Tuesday, November 13, 2007

Corrupt \Boot\BCD in Windows Vista

Two nights ago, I started installing a video driver upgrade and went home for the night. The next morning I came in to discover that something had failed in the upgrade and the system was hung on a black screen. Even Remote Desktop access wasn't working.

I hit the Reset button. The system started to reboot. As per usual when I use the Reset button, the RAID array was incensed that I had interrupted its normal operation and took its revenge by taking four hours to validate the mirror. 89% of the way through validating the mirror, I received my first Vista Blue Screen of Death (BSOD). Something about a power driver not handling an event.

No problem. I hit the Reset button again. What's another four hours between friends?

Except this time, the system didn't reboot. It went through the BIOS check, started to boot Vista, and presented me with this error:

File: \Boot\BCD
Status: 0xc0000034
Info: The Windows Boot Configuration Data file is missing required information

The Microsoft Knowledgebase has a helpful article on this subject, which should have worked, but didn't. The error messages during the failed repair didn't clarify the cause of the problem.

I tried booting Vista from DVD and running recovery. Rebuilding the BCD file is a standard operation, except that it didn't work. The Recovery Manager said that it couldn't save the file. Curiouser and curiouser.

I restored the BCD file from backup (Acronis True Image pays for itself... again.)

I rebooted the system and got the exact same error. I went back in with the Recovery Manager and discovered that the file \Boot\BCD was gone, even though I had just restored it.

The final solution was to use Acronis to restore track zero and the Master Boot Record (MBR) from my last image backup. There never was a problem with the BCD file, that was just a red herring. I'm not sure how you'd solve this problem if you didn't have an image backup. It just goes to show the usefulness of image-level backups.

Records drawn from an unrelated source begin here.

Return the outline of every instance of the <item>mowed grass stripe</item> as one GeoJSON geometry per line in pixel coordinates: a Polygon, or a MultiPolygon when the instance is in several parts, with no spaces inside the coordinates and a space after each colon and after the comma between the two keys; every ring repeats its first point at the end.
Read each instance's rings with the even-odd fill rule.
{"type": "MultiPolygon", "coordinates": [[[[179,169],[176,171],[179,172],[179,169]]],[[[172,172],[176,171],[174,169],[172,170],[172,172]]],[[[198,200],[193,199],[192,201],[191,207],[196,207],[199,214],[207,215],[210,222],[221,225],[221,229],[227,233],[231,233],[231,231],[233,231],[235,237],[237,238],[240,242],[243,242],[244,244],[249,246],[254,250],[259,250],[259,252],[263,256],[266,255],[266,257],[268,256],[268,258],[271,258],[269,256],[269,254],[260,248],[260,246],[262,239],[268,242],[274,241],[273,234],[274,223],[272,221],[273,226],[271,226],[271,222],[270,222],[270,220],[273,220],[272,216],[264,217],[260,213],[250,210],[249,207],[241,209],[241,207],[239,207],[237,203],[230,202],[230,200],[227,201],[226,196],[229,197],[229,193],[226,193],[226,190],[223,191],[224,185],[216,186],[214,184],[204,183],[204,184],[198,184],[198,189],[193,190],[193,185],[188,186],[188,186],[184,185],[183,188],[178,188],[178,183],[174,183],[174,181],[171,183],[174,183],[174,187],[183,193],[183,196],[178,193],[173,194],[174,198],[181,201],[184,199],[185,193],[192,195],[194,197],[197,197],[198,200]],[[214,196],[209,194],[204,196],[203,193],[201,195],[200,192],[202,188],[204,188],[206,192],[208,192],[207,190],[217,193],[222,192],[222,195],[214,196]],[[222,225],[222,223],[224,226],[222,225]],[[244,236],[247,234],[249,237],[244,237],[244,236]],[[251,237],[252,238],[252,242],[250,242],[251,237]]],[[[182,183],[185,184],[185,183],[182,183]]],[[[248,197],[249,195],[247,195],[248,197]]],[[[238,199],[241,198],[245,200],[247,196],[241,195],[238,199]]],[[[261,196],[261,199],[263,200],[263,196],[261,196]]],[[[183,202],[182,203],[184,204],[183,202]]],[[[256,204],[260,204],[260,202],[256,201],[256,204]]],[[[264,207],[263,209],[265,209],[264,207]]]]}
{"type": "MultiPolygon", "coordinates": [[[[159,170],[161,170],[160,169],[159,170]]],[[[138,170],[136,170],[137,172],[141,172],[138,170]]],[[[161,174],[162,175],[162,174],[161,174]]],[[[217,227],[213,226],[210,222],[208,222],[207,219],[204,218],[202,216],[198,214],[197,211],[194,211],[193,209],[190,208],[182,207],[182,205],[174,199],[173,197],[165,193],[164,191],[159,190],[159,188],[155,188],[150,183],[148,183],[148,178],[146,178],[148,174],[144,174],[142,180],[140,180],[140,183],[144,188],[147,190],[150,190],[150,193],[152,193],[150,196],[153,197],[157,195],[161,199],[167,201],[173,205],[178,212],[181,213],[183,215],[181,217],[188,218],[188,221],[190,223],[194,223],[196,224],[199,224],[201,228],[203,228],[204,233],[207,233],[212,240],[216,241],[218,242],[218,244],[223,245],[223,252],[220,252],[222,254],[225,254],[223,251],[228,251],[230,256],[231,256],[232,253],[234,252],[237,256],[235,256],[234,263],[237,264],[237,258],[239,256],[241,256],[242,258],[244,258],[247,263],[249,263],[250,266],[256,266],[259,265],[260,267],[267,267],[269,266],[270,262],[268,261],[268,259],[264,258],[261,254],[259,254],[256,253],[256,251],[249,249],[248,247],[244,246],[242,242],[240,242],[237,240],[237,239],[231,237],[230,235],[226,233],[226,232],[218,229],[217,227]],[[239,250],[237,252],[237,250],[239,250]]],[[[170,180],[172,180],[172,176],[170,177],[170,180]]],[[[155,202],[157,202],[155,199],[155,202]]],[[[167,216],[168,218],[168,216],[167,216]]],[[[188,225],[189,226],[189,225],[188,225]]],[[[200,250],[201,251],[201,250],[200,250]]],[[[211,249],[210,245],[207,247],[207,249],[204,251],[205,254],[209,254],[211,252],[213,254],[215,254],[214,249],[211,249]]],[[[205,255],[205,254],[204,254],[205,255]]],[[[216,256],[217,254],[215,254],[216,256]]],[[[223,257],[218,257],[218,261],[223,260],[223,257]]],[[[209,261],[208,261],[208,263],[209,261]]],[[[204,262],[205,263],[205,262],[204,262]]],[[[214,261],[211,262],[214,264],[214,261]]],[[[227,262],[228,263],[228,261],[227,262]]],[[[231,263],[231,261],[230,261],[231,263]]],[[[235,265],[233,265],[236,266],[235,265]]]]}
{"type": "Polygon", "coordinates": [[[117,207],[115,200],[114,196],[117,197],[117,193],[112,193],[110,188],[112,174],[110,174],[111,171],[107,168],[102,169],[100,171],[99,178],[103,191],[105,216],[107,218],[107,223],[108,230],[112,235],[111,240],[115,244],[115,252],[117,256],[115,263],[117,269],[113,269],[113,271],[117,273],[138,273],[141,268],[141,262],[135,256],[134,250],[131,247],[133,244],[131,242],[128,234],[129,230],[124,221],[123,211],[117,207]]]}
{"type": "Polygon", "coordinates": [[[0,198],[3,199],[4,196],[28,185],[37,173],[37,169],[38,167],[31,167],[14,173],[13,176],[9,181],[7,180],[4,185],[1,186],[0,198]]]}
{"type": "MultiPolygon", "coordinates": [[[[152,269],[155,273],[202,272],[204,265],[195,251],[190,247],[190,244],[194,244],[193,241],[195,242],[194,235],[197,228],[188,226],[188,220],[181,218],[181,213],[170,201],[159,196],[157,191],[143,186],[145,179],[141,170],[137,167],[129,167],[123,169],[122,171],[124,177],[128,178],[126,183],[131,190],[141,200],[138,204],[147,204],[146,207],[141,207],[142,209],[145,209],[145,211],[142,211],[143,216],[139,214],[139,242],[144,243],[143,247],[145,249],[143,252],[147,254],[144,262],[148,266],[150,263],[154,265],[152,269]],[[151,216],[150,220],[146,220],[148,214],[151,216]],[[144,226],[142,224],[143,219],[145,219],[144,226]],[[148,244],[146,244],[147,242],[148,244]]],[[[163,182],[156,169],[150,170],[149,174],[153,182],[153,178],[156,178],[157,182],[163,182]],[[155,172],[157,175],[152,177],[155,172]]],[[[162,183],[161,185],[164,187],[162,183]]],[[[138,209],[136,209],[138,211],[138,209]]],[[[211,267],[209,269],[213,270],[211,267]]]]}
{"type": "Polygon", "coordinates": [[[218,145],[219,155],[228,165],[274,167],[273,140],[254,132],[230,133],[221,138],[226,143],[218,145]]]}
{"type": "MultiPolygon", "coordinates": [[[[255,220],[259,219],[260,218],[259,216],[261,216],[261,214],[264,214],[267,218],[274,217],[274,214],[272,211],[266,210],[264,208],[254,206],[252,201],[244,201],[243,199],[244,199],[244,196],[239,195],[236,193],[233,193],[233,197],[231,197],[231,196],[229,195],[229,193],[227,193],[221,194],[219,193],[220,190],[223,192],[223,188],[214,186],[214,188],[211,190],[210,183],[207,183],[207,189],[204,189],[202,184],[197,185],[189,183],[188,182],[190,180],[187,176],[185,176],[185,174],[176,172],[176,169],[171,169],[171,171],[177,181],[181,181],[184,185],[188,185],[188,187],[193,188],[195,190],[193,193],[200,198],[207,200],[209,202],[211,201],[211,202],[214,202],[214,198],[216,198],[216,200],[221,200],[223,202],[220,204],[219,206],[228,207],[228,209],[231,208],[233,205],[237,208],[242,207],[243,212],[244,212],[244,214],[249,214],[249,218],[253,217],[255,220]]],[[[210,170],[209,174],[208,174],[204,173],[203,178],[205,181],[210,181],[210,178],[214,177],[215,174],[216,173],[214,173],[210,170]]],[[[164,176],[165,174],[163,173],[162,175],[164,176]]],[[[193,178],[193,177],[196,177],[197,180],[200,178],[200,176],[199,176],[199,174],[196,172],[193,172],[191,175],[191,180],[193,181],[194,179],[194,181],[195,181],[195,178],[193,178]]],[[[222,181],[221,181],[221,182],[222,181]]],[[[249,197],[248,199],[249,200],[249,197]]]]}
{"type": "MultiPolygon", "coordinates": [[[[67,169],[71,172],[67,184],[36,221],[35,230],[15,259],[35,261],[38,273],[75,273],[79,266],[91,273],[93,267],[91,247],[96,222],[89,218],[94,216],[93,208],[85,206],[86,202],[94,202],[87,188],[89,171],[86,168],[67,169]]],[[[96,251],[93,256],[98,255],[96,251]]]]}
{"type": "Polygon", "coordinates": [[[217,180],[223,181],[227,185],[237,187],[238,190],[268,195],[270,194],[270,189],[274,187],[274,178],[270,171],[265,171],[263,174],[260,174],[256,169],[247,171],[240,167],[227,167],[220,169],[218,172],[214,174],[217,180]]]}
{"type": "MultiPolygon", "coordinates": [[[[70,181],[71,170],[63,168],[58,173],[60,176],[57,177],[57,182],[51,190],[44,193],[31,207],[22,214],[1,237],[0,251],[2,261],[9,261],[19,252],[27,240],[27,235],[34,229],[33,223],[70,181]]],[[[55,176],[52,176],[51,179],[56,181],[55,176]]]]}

Update (11-15-2007): I discovered that the Vista repair utility created a file named C:\Temp\SrtTrail.txt. This file contained the list of tests that were performed. The last test showed this:

Root cause found: 
---------------------------
No OS files found on disk.

Repair action: Partition table repair
Result: Failed. Error code = 0x3bc3
Time taken = 154722 ms

If I'd seen this file earlier, I would have had a clear indicator to repair track zero instead of stumbling on the solution accidentally.

Legacy Code from ... CP/M?!?

Remember CP/M? Unless you are over 40, my guess is probably not. This week I ran into a bug in our software that traces its roots all the way back to CP/M in the 1970s. Over thirty years later, the code still exists in the Visual Studio 2005 C Runtime Library, waiting for the next innocent victim to run afoul of it.

Here's what happened. We had reverse engineered a data file format and had shipped the first pass to customers. Our only sample of the data file was quite small, about 10 records, but it was enough to determine the file format and make it work. The ten records in the file converted cleanly.

After the product shipped, several customers reported that only 26 records were being loaded. This was obviously incorrect as most of their files had hundreds of records. Our end-of-file handling code was common with numerous other modules and worked fine. The 26 records that did convert did so correctly.

Even when we instrumented our software to give more insight into what was happening at customer sites, we found nothing. Our software converted 26 records, detected end-of-file, and exited. WTF?

When we finally found a customer willing to share his data file, we ran our software in the debugger and got exactly the same results. 26 records were converted and the software exited cleanly, with no errors.

The lightbulb didn't go off over my head until I was looking at the data file with the cygwin "cat -v" command, which shows ASCII codes 0 through 31 as control characters. This particular data file had two bytes for each record ID and record numbering started at 0. The 27th record contained ID 26 (0x1a) which showed up as ^Z. Does that ring any bells? If you ever developed for CP/M (or for MS-DOS 1.0) it should.

Thirty years ago, CP/M only tracked the number of blocks in each file, not the number of bytes. By convention, Ctrl-Z was used to denote "end of file" for text files. MS-DOS 1.0, which bore a striking resemblance to CP/M internally, followed this same convention. At the time, the C Runtime Library understood this convention and automatically generated an "end of file" condition when ^Z was encountered. Today, the VS2005 C Runtime Library still contains that code and generates the end-of-file condition even if the exact length of the file extends beyond that point.

The bug in our software was that the file had been opened in text mode instead of binary mode. Normally this is easy to detect because the records become out of sync as they are read, but by some coincidence of the data layout, the data in this file was read in perfectly up until that ^Z.

So now I have one more reason to dislike CP/M, although (admittedly) in this day and age it seems somewhat pointless to carry a grudge against a dead operating system that was designed to run off of 8" floppy disks. Old habits are hard to break.